I'm not a member, but I see these guys riding around all the time.

http://www.lagrange.org/rides.htm

They always start close to Santa Monica. Their rides aren't quite 30 miles, but they hit some hills or run at a decent pace.


----------



## Hollywood (Jan 16, 2003)

also check in with the Cynergy shop, see if they know of any rides planned.

(310) 857-1500


----------



## DrRoebuck (May 10, 2004)

Hollywood said:


> also check in with the Cynergy shop, see if they know of any rides planned.
> 
> (310) 857-1500


Dude. I hit 6000 posts today and you're still in the 3's. WTF?


----------



## Hollywood (Jan 16, 2003)

DrRoebuck said:


> Dude. I hit 6000 posts today and you're still in the 3's. WTF?



I don't sit in front of this all day and night.


----------



## il sogno (Jul 15, 2002)

Hollywood said:


> I don't sit in front of this all day and night.


I'm comin' up to 8K.....newbs.


----------



## DrRoebuck (May 10, 2004)

il sogno said:


> I'm comin' up to 8K.....newbs.


See you this time next month. :wink:


----------



## Mapei (Feb 3, 2004)

Hey, I'm approaching 2000. And I've been hanging out on this website since there was only one forum, and Fixed was using his real name....


----------



## Hollywood (Jan 16, 2003)

Mapei said:


> Hey, I'm approaching 2000. And I've been hanging out on this website since there was only one forum, and Fixed was using his real name....
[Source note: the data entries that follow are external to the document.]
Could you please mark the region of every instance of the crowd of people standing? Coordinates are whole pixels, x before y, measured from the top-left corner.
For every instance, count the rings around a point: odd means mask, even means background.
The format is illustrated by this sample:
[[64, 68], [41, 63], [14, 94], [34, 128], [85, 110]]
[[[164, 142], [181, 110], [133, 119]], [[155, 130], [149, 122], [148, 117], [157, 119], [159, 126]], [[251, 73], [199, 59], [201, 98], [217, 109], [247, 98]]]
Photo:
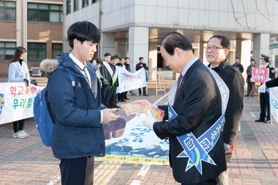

was that when it was a BBS?


----------



## DrRoebuck (May 10, 2004)

Hollywood said:


> was that when it was a BBS?


I think it was a bunch of guys sitting in a room with typewriters.


----------



## Mapei (Feb 3, 2004)

You laugh about the typewriters... It was still faster than dial-up.


----------



## JSR (Feb 27, 2006)

I think Helen's Cycles in Santa Monica has a ride on Saturdays. I've seen them up the coast 30 miles from town, so that my be a clue as to how far they go.

JSR


----------